"É a melhor notícia que o país podia receber nesta altura: o pai de todos os males está a diminuir de intensidade, o Belzebu que nos lixou a vidinha está a ser destruído. Sim, é verdade, o défice externo está a baixar a uma velocidade notável. Basta pensar que no quarto trimestre de 2011, Portugal registou um saldo externo positivo, isto é, o guito gerado pela exportações superou o guito consumido nas importações. Em termos gerais, o défice externou baixou 41% entre 2010 e 2011, uma redução que se deve à necessária quebra do consumo de importações (-5,5%) e à força das nossas empresas exportadoras (+7,4%), as tais empresas que são mesmo empresas e não monopólios defendidos pelo Poder. Os números conhecidos deste ano parecem confirmar a tendência.

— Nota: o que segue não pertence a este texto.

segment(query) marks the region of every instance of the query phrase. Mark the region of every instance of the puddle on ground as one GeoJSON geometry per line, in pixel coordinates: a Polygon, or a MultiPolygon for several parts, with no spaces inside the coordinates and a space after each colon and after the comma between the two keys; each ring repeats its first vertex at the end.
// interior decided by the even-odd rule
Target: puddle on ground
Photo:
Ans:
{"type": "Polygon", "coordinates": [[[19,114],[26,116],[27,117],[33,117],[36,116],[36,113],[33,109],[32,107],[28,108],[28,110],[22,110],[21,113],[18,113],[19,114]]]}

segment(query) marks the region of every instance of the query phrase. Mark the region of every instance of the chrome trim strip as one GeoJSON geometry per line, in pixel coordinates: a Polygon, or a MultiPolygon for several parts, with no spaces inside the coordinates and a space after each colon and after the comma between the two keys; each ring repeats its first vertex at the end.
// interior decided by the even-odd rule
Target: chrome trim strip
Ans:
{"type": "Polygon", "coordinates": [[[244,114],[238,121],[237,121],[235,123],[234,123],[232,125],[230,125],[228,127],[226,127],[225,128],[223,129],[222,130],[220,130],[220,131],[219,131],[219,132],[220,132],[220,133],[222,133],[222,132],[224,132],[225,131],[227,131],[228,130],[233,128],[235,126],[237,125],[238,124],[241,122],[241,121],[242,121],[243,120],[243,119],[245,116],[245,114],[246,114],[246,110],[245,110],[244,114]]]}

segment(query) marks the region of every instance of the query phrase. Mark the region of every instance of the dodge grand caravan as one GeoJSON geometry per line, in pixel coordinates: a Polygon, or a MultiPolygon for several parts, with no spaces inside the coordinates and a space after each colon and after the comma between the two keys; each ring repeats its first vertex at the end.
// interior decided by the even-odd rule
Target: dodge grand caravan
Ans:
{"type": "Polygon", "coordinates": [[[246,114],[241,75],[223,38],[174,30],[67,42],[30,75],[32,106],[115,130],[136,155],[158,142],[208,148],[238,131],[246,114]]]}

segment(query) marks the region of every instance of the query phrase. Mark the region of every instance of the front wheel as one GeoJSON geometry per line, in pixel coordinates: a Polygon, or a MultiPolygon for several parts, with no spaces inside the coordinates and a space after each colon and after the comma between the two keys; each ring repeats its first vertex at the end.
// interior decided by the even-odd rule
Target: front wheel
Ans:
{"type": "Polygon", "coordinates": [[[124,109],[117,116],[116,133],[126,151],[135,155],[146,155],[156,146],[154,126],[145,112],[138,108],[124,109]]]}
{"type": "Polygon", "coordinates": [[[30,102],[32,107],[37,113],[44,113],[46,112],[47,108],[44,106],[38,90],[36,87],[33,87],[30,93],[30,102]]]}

Este dado é per se a coisinha mais importante que podia acontecer a Portugal no curto prazo, porque, como já foi explicado 3456 vezes, o défice externo é o primeiro e decisivo vício da sociedade portuguesa. Mas este dado vai além do curto prazo. Numa visão de longo prazo, há aqui uma tendência muito interessante e benigna. A mighty Cristina Casalinho explica: no passado, Portugal conseguiu alcançar saldo positivo com o exterior em dois períodos, mas só alcançou esse feito com a ajuda das remessas dos emigrantes (1966-1974) e da desvalorização do Escudo (1985-88). Ou seja, 2012 parece mesmo inaugurar uma nova fase da sociedade portuguesa, que está prestes a conseguir um saldo positivo com o exterior sem a ajuda das remessas e sem a muleta chico-esperta do Escudo baixinho. Peço desculpa, mas não podia haver notícia melhor para Portugal. Sem uma balança de pagamentos equilibrada ou com saldo positivo, nós não vamos a lado nenhum e estaremos sempre dependentes das poupanças-externas-que-nos-emprestam-dinheiro (vulgo: mercados).
O que surpreende neste ponto não é a capacidade de adaptação da sociedade portuguesa. Não surpreende o realismo dos portugueses, sobretudo na forma como voltaram a poupar, e não surpreende a garra das empresas exportadoras. O que surpreende é o silêncio político e mediático em redor deste assunto. Ante este apagão, um sujeito até fica constrangido, "olhem, peço desculpa, mas está aqui um facto importante, aliás, não podia ser mais importante, e até é positivo para a malta". As redacções, sempre neorealistas, remetem o assunto para notas de rodapé. E o governo ainda não explicou aos portugueses a importância deste facto, que nem sequer é difícil de perceber. Quando mata um Belzebu, o Leviatã tem de comunicar a caçada aos cidadãos. Vem nos livros.